March 25, 2020
Package includes provisions important to hospitals and health systems; Senate vote expected later today
The Senate today released updated legislation as part of a widespread stimulus package to respond to the novel coronavirus (COVID-19) pandemic. Senate Republican and Democratic leaders, along with the Administration, agreed on the nearly $2 trillion package early this morning, and the Senate could vote later today on the legislation.
The AHA is reviewing the full legislation, including the potential financial impact for hospitals and health systems. We understand some small additional changes to the legislation may occur, and we will share those with you when they become available. Watch for a Special Bulletin later today with more details.
The legislation has a number of important health care provisions. An emergency fund for hospitals and health systems, a Medicaid Disproportionate Share Hospital (DSH) cut delay, temporary elimination of the Medicare sequester, and a Medicare diagnosis-related group (DRG) add-on payment together are estimated to make available $117 billion in new funding for urban and rural hospitals and health systems. We continue to evaluate the potential financial impact of new loan opportunities. Highlights of key provisions that are included in the legislation, as well as a few provisions AHA successfully kept out of the legislation, are below.
Key Provisions Included in the Legislation
Public Health and Social Services Emergency Fund
The legislation would make available $100 billion to reimburse eligible health care providers for health care-related expenses or lost revenues not otherwise reimbursed that are directly attributable to COVID-19. Eligible providers are defined as public entities, Medicare- or Medicaid-enrolled suppliers and providers, and other for-profit and non-profit entities as specified by the Health and Human Services (HHS) Secretary.

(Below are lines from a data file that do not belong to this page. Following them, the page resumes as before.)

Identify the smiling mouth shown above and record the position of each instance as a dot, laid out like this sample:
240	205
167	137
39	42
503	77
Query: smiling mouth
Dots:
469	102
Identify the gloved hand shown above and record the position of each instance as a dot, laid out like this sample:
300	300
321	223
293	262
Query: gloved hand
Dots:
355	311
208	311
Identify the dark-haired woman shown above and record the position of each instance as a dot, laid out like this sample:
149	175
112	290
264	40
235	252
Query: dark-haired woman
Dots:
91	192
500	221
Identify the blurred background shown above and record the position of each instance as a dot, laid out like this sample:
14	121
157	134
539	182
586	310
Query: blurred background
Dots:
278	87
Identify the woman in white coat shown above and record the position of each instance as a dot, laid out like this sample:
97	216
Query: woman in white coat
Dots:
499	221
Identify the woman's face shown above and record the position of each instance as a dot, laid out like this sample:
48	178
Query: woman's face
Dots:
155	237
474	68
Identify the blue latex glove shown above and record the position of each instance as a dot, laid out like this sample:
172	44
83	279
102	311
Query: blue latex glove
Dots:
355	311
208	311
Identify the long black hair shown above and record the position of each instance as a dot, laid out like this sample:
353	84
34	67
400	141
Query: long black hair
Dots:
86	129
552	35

Funding would be on a rolling basis through “the most efficient payment systems practicable to provide emergency payment.”

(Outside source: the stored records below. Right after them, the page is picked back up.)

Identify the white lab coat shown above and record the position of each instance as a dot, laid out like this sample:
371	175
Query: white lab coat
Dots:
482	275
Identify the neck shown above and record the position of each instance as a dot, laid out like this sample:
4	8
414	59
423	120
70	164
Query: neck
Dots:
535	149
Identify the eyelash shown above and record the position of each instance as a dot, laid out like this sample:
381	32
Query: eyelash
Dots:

Medicare Payment Improvements and Flexibilities
The bill would provide additional funds to providers caring for Medicare beneficiaries. Specifically, it would:
- Eliminate the Medicare sequester from May 1 through Dec. 31, 2020;
- During the emergency period, provide a 20% add-on to the DRG rate for patients with COVID-19. This add-on would apply to patients treated at inpatient prospective payment system (IPPS) urban and rural hospitals;
- Expand the existing option for hospitals to request and receive "accelerated" Medicare payments, which are essentially an advance on future payments, including to ensure they are available to children’s, cancer and critical access hospitals (CAHs). The legislation would increase the amount most hospitals could receive based on prior payments to 100% (from 70%); CAHs would be eligible to receive up to 125%. Hospitals would have four months until recoupment would begin, and at least 12 months before having to pay off the payments in full; and
- Provide flexibility for post-acute care (PAC) providers so they are able to increase the capacity of the health care system, without penalty, during the emergency period. The legislation would fully waive two long-term care hospital (LTCH) policies: the “50% Rule,” which requires that greater than 50% of patients be paid a standard LTCH PPS rate to maintain an LTCH designation, and the site-neutral payment policy, which uses an IPPS-level payment rate for lower-acuity patients. It also would waive the inpatient rehabilitation facility (IRF) 3-hour rule, which requires that IRF patients receive at least three hours of therapy a day, the “preponderance” of which must be one-on-one.
The legislation would eliminate the $4 billion in Medicaid DSH cuts in fiscal year (FY) 2020 and reduce the cut for FY 2021 to $4 billion from $8 billion. Implementation of the FY 2021 cuts would be delayed until Dec. 1, 2020. The legislation would not add any additional cuts after the current end-date of FY 2025.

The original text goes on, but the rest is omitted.